Les magasins sprintent
plus que quelques heures avant ripailles

Sur mon frein tu vas et viens en prenant tout ton tant

Un pont ronronne tout contre la rivière
il fait le gros dos
c’est bon de laisser glisser les ronds dans l’eau

Entre des feuilles mortes, l’herbe s’est éveillée, elle a dessiné une robe de vie pour aller danser, sans perdre aucune de ses chaussures et sans demander une citrouille par téléphone. Elle a rejoint l’ailleurs, sans faire la vaisselle, ni balayer les râclures des mauvais esprits, après tout, les contes ça se règle mieux à l’amiable qu’avec huissier…Enfin je le croyais.
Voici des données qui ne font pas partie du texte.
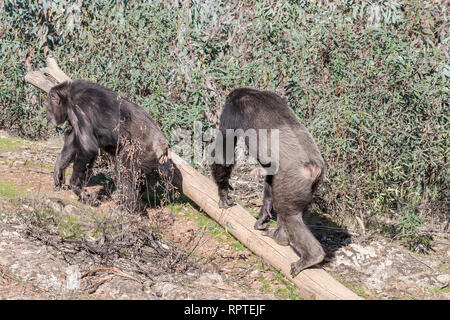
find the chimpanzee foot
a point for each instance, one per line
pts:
(302, 264)
(227, 203)
(263, 220)
(260, 225)
(279, 237)
(61, 187)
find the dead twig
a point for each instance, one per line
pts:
(95, 287)
(119, 272)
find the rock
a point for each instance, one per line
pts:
(255, 273)
(445, 296)
(164, 289)
(54, 205)
(443, 278)
(209, 279)
(70, 209)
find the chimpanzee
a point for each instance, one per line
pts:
(101, 119)
(299, 166)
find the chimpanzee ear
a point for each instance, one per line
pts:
(62, 90)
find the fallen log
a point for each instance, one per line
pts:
(313, 283)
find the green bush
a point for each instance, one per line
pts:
(368, 78)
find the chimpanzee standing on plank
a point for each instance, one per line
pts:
(101, 119)
(299, 167)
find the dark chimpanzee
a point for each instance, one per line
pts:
(288, 190)
(94, 112)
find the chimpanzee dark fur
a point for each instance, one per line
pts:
(300, 166)
(94, 111)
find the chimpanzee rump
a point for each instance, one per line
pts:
(300, 166)
(94, 111)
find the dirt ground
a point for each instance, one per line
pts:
(54, 247)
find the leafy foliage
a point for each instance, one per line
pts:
(370, 79)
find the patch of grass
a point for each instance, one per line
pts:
(9, 189)
(287, 290)
(440, 291)
(213, 227)
(39, 165)
(10, 144)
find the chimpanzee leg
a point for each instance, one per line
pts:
(289, 204)
(301, 238)
(65, 158)
(221, 173)
(81, 171)
(278, 234)
(265, 214)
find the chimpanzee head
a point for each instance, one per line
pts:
(56, 103)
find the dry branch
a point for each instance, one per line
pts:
(313, 283)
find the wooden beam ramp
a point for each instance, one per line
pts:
(313, 283)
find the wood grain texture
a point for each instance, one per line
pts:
(313, 283)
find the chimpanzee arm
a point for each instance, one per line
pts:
(65, 158)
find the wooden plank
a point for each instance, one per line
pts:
(313, 283)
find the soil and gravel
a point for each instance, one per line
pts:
(54, 247)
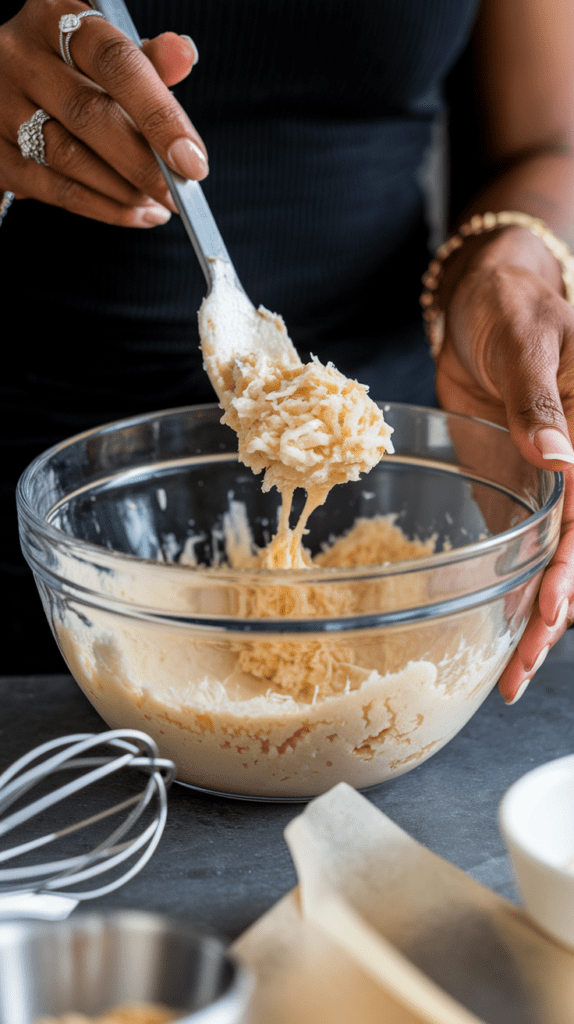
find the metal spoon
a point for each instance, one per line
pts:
(230, 326)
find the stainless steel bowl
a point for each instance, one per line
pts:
(95, 962)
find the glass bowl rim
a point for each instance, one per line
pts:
(315, 574)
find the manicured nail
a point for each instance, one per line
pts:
(554, 444)
(561, 615)
(187, 159)
(149, 216)
(519, 692)
(189, 40)
(539, 660)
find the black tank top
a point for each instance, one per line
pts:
(316, 115)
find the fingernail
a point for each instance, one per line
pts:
(189, 40)
(187, 159)
(554, 444)
(519, 692)
(539, 660)
(561, 615)
(149, 216)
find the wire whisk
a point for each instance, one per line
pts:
(125, 749)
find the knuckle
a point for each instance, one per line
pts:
(146, 177)
(162, 119)
(540, 407)
(64, 153)
(116, 60)
(83, 107)
(70, 194)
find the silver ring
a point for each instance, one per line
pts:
(31, 137)
(68, 25)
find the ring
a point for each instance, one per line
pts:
(31, 138)
(68, 25)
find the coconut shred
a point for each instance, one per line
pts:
(271, 715)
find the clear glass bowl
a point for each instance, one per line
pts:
(279, 684)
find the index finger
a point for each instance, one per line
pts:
(106, 56)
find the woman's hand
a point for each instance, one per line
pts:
(509, 357)
(105, 113)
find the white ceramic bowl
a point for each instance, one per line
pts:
(536, 818)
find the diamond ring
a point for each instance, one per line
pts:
(68, 25)
(31, 137)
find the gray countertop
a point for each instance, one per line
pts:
(224, 861)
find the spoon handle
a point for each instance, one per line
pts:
(188, 196)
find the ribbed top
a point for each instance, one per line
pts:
(316, 116)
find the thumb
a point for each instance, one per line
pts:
(173, 56)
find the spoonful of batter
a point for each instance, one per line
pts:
(306, 425)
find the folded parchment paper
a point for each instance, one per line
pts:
(382, 930)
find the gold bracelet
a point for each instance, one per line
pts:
(5, 204)
(478, 224)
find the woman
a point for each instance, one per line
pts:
(317, 117)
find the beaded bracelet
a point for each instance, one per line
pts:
(478, 224)
(5, 203)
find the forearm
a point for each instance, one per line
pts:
(542, 185)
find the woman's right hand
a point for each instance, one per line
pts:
(106, 114)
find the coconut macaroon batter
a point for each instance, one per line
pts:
(289, 714)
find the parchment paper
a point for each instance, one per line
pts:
(383, 930)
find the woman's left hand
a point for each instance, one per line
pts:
(509, 357)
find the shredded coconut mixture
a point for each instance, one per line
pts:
(281, 714)
(302, 425)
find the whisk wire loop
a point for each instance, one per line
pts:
(131, 749)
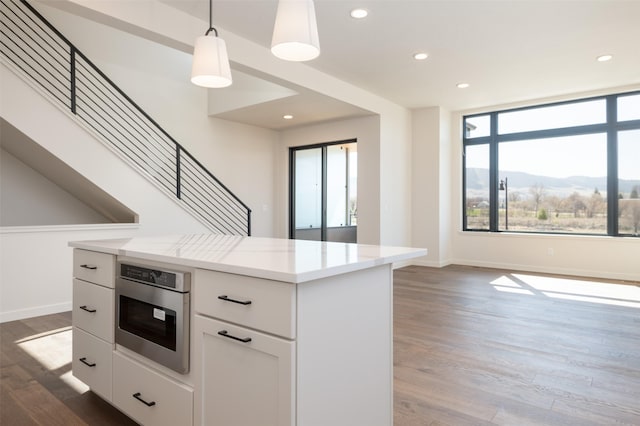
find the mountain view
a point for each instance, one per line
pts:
(478, 183)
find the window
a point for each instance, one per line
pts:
(571, 167)
(323, 192)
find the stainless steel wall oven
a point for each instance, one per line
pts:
(152, 313)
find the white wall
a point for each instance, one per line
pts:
(432, 179)
(156, 77)
(36, 266)
(28, 198)
(158, 21)
(395, 177)
(35, 262)
(367, 132)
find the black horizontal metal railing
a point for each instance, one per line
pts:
(48, 59)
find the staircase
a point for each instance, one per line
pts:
(39, 53)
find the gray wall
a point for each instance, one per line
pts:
(27, 198)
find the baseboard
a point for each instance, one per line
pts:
(431, 264)
(34, 312)
(549, 270)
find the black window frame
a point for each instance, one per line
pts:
(610, 127)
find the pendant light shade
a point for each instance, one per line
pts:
(210, 67)
(295, 33)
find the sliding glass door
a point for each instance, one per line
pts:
(323, 192)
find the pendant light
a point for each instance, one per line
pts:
(210, 66)
(295, 32)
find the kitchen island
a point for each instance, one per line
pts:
(282, 332)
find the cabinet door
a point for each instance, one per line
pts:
(98, 268)
(92, 362)
(244, 377)
(94, 309)
(149, 397)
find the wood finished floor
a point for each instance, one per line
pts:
(488, 347)
(472, 347)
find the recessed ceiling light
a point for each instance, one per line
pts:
(359, 13)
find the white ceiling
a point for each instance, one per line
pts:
(508, 50)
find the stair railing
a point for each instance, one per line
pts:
(33, 45)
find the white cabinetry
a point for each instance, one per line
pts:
(93, 319)
(311, 354)
(245, 378)
(149, 397)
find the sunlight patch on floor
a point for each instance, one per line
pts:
(74, 383)
(570, 289)
(51, 349)
(513, 290)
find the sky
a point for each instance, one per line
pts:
(584, 155)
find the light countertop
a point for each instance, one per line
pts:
(294, 261)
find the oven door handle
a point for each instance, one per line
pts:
(87, 266)
(225, 333)
(240, 302)
(87, 363)
(139, 398)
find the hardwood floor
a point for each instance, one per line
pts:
(472, 347)
(488, 347)
(36, 386)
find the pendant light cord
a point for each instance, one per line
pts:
(211, 21)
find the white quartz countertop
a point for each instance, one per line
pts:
(294, 261)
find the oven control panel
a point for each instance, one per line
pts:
(167, 279)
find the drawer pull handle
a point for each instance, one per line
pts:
(92, 267)
(239, 302)
(225, 333)
(87, 363)
(139, 398)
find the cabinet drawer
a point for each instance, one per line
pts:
(98, 268)
(245, 378)
(253, 302)
(92, 362)
(148, 397)
(94, 309)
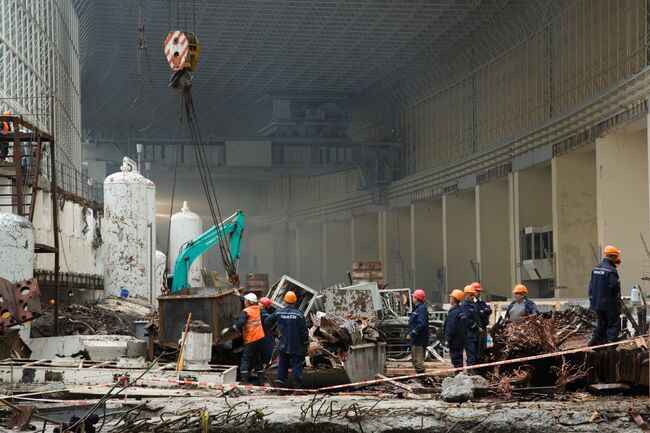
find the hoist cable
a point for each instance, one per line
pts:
(207, 182)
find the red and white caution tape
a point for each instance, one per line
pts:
(389, 379)
(477, 366)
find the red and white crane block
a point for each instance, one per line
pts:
(177, 48)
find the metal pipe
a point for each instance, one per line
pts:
(55, 223)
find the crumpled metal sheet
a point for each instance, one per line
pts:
(361, 300)
(19, 302)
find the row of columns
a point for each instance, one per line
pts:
(592, 197)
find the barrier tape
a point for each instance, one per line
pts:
(487, 364)
(396, 378)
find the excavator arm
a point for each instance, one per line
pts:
(232, 227)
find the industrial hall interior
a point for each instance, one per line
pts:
(324, 216)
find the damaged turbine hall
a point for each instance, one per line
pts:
(114, 371)
(317, 216)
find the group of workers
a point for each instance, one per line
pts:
(465, 329)
(257, 326)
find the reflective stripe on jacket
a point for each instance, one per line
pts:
(252, 329)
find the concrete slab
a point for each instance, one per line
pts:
(23, 371)
(95, 347)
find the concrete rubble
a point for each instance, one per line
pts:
(463, 387)
(101, 362)
(350, 413)
(107, 316)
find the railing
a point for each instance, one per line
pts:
(72, 181)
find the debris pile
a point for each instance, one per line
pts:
(108, 316)
(540, 334)
(463, 387)
(544, 333)
(331, 338)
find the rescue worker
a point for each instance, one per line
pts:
(417, 332)
(472, 325)
(294, 340)
(453, 329)
(521, 306)
(605, 297)
(484, 313)
(5, 128)
(268, 345)
(249, 324)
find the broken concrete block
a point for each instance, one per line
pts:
(135, 348)
(462, 387)
(93, 347)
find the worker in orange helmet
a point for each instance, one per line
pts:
(417, 331)
(268, 345)
(484, 313)
(294, 340)
(605, 297)
(521, 306)
(5, 128)
(453, 329)
(249, 324)
(472, 325)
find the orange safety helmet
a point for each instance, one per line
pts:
(419, 295)
(266, 302)
(457, 295)
(611, 250)
(520, 288)
(290, 298)
(469, 289)
(5, 125)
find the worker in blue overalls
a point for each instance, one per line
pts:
(605, 298)
(484, 313)
(268, 345)
(454, 330)
(472, 325)
(294, 340)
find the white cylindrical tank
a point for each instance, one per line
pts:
(159, 273)
(16, 247)
(151, 219)
(185, 226)
(126, 233)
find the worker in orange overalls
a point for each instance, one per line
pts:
(249, 324)
(5, 128)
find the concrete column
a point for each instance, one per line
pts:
(394, 246)
(365, 239)
(459, 227)
(260, 254)
(426, 247)
(493, 236)
(575, 223)
(533, 206)
(281, 257)
(622, 191)
(338, 259)
(309, 254)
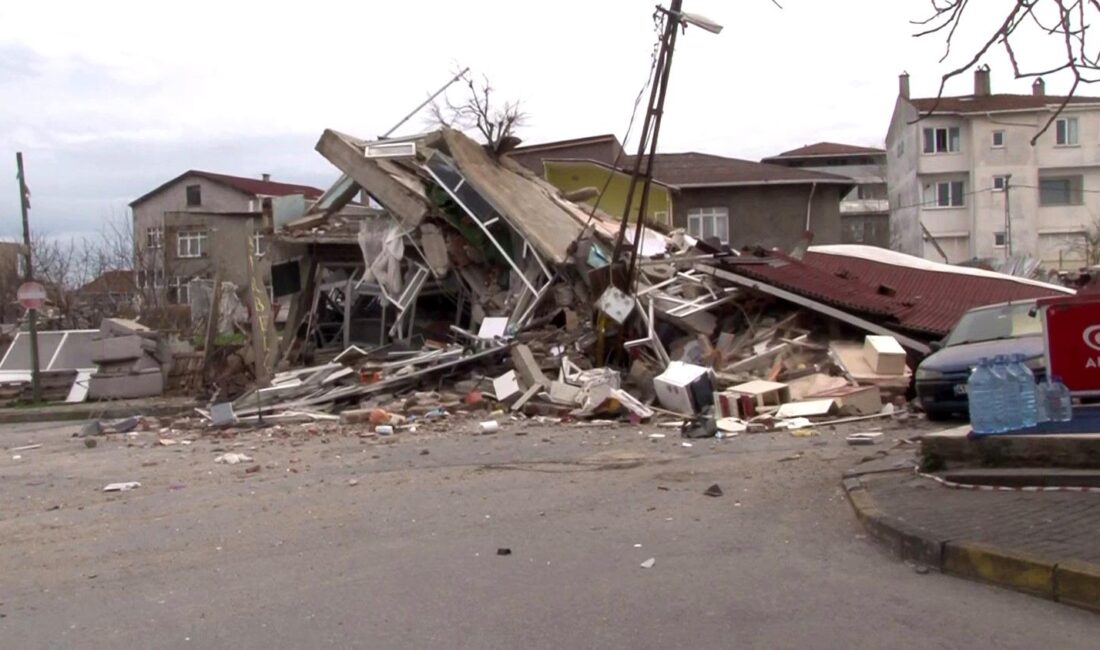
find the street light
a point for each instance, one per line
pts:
(701, 22)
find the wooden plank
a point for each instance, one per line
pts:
(400, 200)
(815, 306)
(298, 311)
(263, 322)
(212, 316)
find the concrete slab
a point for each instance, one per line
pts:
(145, 384)
(955, 448)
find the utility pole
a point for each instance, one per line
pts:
(32, 315)
(1008, 220)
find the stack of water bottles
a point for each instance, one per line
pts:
(1003, 396)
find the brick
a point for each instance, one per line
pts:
(527, 366)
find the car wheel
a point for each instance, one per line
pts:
(937, 416)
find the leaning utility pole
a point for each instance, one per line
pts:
(32, 315)
(1008, 220)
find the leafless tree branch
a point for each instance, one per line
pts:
(1068, 19)
(480, 110)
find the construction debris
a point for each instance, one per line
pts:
(469, 286)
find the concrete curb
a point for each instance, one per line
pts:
(21, 416)
(1073, 582)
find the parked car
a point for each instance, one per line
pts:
(1007, 328)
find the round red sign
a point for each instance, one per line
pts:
(31, 295)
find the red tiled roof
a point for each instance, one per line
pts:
(827, 149)
(111, 282)
(689, 169)
(916, 300)
(249, 186)
(260, 187)
(606, 138)
(932, 300)
(982, 103)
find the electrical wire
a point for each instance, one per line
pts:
(629, 128)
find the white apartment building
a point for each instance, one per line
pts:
(954, 164)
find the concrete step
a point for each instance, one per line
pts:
(1024, 476)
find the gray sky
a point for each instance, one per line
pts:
(109, 99)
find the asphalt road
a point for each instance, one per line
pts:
(348, 542)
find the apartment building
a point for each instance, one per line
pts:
(199, 222)
(977, 176)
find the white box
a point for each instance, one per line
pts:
(884, 354)
(684, 388)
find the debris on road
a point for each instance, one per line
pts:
(232, 459)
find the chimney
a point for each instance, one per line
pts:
(981, 81)
(903, 85)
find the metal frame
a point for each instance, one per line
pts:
(527, 249)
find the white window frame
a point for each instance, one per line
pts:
(183, 289)
(934, 188)
(1075, 191)
(948, 140)
(259, 244)
(154, 238)
(697, 218)
(1066, 132)
(190, 244)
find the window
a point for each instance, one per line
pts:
(154, 238)
(1065, 131)
(194, 195)
(190, 243)
(708, 222)
(179, 290)
(1059, 190)
(947, 194)
(942, 141)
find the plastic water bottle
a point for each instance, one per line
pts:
(1060, 403)
(1008, 405)
(1042, 412)
(983, 398)
(1024, 381)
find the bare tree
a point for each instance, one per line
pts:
(1066, 21)
(481, 110)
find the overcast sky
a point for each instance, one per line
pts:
(109, 99)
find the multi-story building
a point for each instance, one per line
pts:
(865, 211)
(727, 200)
(977, 176)
(199, 222)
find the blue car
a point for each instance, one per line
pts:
(1007, 328)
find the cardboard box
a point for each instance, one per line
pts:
(765, 393)
(684, 388)
(864, 400)
(884, 354)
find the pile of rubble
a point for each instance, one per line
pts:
(479, 286)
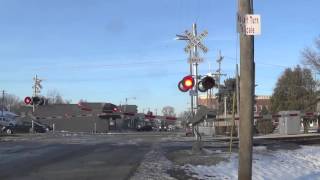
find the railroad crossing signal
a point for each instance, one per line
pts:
(27, 100)
(206, 83)
(186, 83)
(34, 100)
(196, 41)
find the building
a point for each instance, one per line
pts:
(212, 102)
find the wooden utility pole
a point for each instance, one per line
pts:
(246, 96)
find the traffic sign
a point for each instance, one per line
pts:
(195, 41)
(249, 24)
(27, 100)
(193, 92)
(195, 60)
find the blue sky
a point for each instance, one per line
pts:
(107, 51)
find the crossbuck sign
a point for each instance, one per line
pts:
(195, 41)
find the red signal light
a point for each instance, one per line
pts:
(27, 100)
(186, 84)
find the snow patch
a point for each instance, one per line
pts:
(297, 164)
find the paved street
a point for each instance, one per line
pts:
(73, 156)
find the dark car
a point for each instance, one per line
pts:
(26, 127)
(110, 110)
(144, 128)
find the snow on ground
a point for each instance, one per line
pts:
(299, 164)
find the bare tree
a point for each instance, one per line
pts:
(168, 111)
(311, 56)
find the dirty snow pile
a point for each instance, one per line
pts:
(299, 164)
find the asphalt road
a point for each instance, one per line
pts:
(72, 156)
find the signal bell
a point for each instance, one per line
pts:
(206, 83)
(186, 83)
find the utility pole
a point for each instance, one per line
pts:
(246, 96)
(2, 103)
(237, 95)
(219, 74)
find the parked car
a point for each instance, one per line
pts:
(163, 128)
(7, 121)
(144, 128)
(26, 127)
(189, 131)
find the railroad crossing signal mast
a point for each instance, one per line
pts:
(248, 26)
(36, 90)
(194, 42)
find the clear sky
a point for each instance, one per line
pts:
(107, 51)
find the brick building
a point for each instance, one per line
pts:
(212, 102)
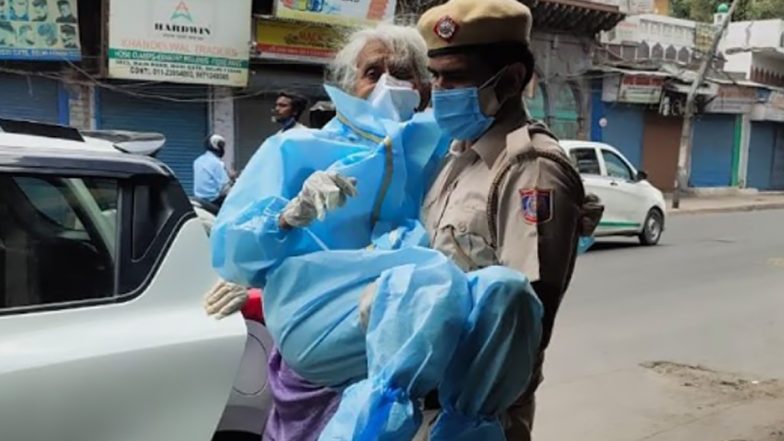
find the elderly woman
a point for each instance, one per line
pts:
(327, 222)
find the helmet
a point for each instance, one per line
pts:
(217, 145)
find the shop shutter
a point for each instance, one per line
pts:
(714, 139)
(624, 131)
(761, 145)
(184, 124)
(30, 98)
(777, 176)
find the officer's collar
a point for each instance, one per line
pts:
(493, 142)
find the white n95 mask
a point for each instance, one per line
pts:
(394, 99)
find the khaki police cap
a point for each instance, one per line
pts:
(460, 23)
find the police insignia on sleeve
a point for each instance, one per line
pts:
(536, 205)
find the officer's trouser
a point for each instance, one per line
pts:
(519, 419)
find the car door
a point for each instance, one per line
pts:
(622, 192)
(102, 336)
(586, 159)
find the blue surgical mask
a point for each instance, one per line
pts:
(459, 111)
(394, 99)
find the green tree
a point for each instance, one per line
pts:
(767, 9)
(703, 10)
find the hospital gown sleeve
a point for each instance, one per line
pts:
(247, 240)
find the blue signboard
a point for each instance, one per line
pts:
(45, 30)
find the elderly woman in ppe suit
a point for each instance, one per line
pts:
(326, 221)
La vie est pleine de solutions de barrières suspectes. Les passages à niveau m’en parle pas. Les sabots que nous avons taillé au canif de nos rejets des conventions devraient éviter les blessures aux pieds. Rappelle-toi au moment où nous avons allumé le feu dans la cheminée, le bois venait d’être livré par un train électrique sortant d’un tunnel à toute vapeur. La flamme qu’il avait mise dans le battement de coeur du gosse aux pieds nus, nous a semblé lui avoir ôté la gelée des pieds. Pour les chocolats et autre poularde grasse on a pas cru bon d’en faire une priorité. Les oranges ont l’inégalable en matière de sensation. Parce que nous nous sommes attachés à ne jamais faire de notre vie une prison. Cette nuit les rennes rejoindront l’étable des rois de la carambouille, un chinois à la guirlande fera cramer le courant pour que  personne ne touche à ton rêve mon Petit Enfant.